Marion Bierry est comédienne et metteur en scène de théâtre. « Je dirige un théâtre à Avignon et comme le festival est annulé, cela change beaucoup de choses. Les spectacles que l’on était censé accueillir ne se joueront que l’an prochain. En revanche, je monte une pièce qui va se jouer à Paris en janvier prochain au théâtre du Ranelagh. J’espère que cela ne sera pas remis en question ». Face à ces imprévus, profite-t-elle des réseaux sociaux comme Philippe Lelièvre pour animer son confinement ? « Non, pas d’écran pour moi ! Comme disait Nietzsche, ma récréation a toujours été de lire des livres. Ce n’est pas uniquement avec des représentations qu’on nourrit le théâtre. C’est aussi avec des bons bouquins : des romans, des essais, des poésies… Je lis beaucoup de poésies ! L’ordinateur ne fait pas partie de mon quotidien, ni les réseaux sociaux ». Eh oui, le confinement incite les gens à lire davantage. Le #ConfinementLecture est assez tendance sur le réseau social Twitter.

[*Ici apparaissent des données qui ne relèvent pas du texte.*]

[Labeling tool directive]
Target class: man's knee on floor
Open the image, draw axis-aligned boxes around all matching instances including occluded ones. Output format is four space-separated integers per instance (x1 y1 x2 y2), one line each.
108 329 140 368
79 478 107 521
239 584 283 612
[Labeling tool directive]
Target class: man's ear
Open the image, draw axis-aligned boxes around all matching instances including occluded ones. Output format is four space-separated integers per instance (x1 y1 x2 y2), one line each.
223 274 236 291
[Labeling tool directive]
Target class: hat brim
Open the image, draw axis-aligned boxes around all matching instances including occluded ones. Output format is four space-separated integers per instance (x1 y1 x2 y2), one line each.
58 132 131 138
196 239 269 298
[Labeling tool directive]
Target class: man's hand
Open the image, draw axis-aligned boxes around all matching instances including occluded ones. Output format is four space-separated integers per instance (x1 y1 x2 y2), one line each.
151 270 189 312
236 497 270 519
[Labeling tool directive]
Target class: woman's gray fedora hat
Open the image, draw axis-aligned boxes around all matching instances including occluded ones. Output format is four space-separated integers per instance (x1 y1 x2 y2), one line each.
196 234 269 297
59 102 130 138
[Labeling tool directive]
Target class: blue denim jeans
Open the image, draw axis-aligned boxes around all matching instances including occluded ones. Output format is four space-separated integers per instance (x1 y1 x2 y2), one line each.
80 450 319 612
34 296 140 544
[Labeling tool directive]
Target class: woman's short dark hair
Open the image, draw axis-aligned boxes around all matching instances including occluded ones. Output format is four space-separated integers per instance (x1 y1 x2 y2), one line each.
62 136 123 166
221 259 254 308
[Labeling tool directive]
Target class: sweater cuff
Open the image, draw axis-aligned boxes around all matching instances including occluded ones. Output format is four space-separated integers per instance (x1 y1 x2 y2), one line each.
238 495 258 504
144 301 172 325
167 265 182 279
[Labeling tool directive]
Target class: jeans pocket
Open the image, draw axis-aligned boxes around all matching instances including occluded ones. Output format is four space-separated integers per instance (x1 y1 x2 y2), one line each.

Marion Bierry perçoit le confinement comme un sérieux frein à l’épanouissement d’un comédien. « Les gens de ce métier ont toujours été habitués à ce que rien n’empêche une représentation. Pendant des siècles, les comédiens ont joué des pièces en étant malade. Alors oui, le confinement bouleverse notre métier et le spectacle vivant. Le théâtre, ça ne se fait pas confiner. On ne répète pas confiné. »

Et pourtant, en cette période de confinement, la Comédie Française a trouvé un moyen de maintenir un lien avec son public par l’intermédiaire de plusieurs activités interactives. Elle propose « des archives, des captations, des expériences de comédien et aussi des textes à répéter pour tous les amateurs de littérature et de théâtre ». L’acteur Denis Polalydès, sociétaire de la Comédie Française, est notamment très investi dans ce projet.

En Dordogne, le Théâtre de la Gargouille de Bergerac a mis en ligne des exercices ludiques et liés au théâtre à faire chez soi, comme le rapporte le Sud-Ouest. Vous voyez, le théâtre et l’humour ne sont pas morts, bien qu’ils soient confrontés à une situation historique et sans précédent, qui oblige comédiens et comédiennes à repousser leurs limites.